We are forecasting a 0.7% increase in underlying inflation for the June quarter. That read would see annual underlying inflation at 2.8% for the year to June – firmly in the upper half of the target range and showing no encouraging downward trend.
The best way to assess the December quarter 0.9% print on the trimmed mean (preferred measure of underlying inflation) followed by the 0.5% for the March quarter is that both numbers had some “noise” and the 2 quarter pace of 1.4% is the appropriate way to assess the trend. With the September quarter 2013 printing 0.7% the clear message is that underlying inflation is running at a steady pace of 2.8% – up from 2.3% in the previous year and hardly scope for justifying an easing bias.
Conclusion
The Bank’s experience with “talking down” the AUD points to the need to combine policy with strong language. Next week’s inflation print is unlikely to accommodate that easing bias.

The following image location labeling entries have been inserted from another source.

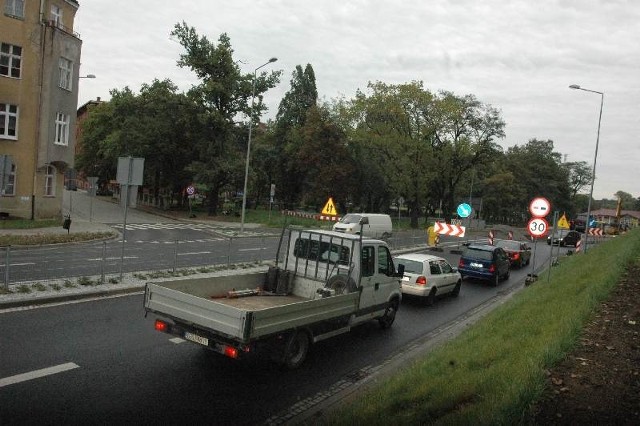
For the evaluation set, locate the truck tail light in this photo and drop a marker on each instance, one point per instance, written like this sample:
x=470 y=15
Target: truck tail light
x=161 y=326
x=231 y=352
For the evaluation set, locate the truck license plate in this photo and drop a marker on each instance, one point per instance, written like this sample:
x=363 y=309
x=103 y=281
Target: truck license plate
x=195 y=338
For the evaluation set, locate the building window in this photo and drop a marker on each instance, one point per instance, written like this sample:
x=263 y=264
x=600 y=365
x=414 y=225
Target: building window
x=66 y=71
x=50 y=181
x=8 y=121
x=56 y=16
x=10 y=183
x=10 y=60
x=62 y=129
x=14 y=8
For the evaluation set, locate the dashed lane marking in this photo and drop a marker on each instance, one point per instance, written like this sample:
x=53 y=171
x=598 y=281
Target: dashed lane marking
x=36 y=374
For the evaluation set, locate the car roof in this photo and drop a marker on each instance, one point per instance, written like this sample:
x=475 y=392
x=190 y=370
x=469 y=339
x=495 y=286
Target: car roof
x=484 y=247
x=418 y=257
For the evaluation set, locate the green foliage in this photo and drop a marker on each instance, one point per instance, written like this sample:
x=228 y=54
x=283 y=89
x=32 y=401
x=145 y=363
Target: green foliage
x=29 y=224
x=495 y=370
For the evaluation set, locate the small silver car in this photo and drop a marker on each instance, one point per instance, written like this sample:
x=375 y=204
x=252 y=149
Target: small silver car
x=427 y=276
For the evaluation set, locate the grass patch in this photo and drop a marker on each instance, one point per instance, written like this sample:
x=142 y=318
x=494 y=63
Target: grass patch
x=494 y=371
x=40 y=239
x=29 y=224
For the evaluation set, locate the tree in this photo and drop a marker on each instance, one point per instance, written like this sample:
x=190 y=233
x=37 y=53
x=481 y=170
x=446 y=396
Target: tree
x=579 y=175
x=464 y=140
x=389 y=137
x=223 y=94
x=287 y=139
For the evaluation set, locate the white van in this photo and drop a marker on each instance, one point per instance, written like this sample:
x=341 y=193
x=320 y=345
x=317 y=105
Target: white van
x=376 y=225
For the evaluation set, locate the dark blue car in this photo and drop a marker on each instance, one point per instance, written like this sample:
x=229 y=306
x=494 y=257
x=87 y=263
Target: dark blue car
x=484 y=262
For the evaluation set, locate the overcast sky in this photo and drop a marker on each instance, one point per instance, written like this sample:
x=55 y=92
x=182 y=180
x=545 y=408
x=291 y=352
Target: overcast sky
x=518 y=56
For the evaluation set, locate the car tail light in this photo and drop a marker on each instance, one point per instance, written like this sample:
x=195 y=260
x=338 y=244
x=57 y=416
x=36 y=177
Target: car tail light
x=231 y=352
x=161 y=326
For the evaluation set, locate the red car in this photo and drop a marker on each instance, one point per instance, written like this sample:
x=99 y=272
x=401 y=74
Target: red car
x=519 y=252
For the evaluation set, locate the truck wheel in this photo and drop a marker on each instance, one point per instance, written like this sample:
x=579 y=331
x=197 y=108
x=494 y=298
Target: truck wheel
x=389 y=316
x=341 y=284
x=296 y=350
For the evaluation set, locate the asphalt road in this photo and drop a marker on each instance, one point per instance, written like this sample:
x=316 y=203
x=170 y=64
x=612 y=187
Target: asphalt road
x=106 y=364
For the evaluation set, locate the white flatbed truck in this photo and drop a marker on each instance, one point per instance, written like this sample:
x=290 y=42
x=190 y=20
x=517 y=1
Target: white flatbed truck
x=328 y=282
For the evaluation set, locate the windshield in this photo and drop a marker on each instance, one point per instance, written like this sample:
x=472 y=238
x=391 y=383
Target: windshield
x=509 y=245
x=351 y=218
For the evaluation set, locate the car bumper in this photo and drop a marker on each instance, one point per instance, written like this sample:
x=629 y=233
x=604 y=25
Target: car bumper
x=419 y=291
x=475 y=273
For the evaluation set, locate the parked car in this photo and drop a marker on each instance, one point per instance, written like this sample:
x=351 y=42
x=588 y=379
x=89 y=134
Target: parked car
x=427 y=276
x=519 y=252
x=484 y=262
x=564 y=237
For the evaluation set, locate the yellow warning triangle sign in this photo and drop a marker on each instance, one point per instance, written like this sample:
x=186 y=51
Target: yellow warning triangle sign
x=562 y=223
x=329 y=208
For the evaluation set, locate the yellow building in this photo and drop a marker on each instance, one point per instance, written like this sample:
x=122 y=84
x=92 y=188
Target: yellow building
x=39 y=71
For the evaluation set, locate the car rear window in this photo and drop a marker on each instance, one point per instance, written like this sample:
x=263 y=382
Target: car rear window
x=478 y=254
x=410 y=266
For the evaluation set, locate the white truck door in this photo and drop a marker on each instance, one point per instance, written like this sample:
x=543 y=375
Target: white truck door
x=377 y=278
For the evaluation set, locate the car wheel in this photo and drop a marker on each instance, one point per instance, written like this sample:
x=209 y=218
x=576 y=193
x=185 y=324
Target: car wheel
x=456 y=289
x=431 y=298
x=296 y=350
x=389 y=316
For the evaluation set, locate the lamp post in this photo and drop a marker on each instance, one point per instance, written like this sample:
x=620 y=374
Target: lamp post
x=595 y=158
x=246 y=167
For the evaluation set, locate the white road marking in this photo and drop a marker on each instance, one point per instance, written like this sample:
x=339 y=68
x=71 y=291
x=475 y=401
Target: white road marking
x=99 y=259
x=36 y=374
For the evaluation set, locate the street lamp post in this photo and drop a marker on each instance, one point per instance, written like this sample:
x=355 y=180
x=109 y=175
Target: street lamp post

Further attempts by the Governor to talk down the AUD without backing it up with policy are likely to prove as unsuccessful as we have seen in the recent past.
Notwithstanding this rather bleak assessment of the success of “jawboning” policy we do expect the AUD to lose some momentum through 2014 (USD 0.90 “target” for year’s end) in lagged response to the sharp falls in commodity prices in the first half of 2014; some lift in volatility which will discourage carry trades; and around a 5% lift in the USD Index.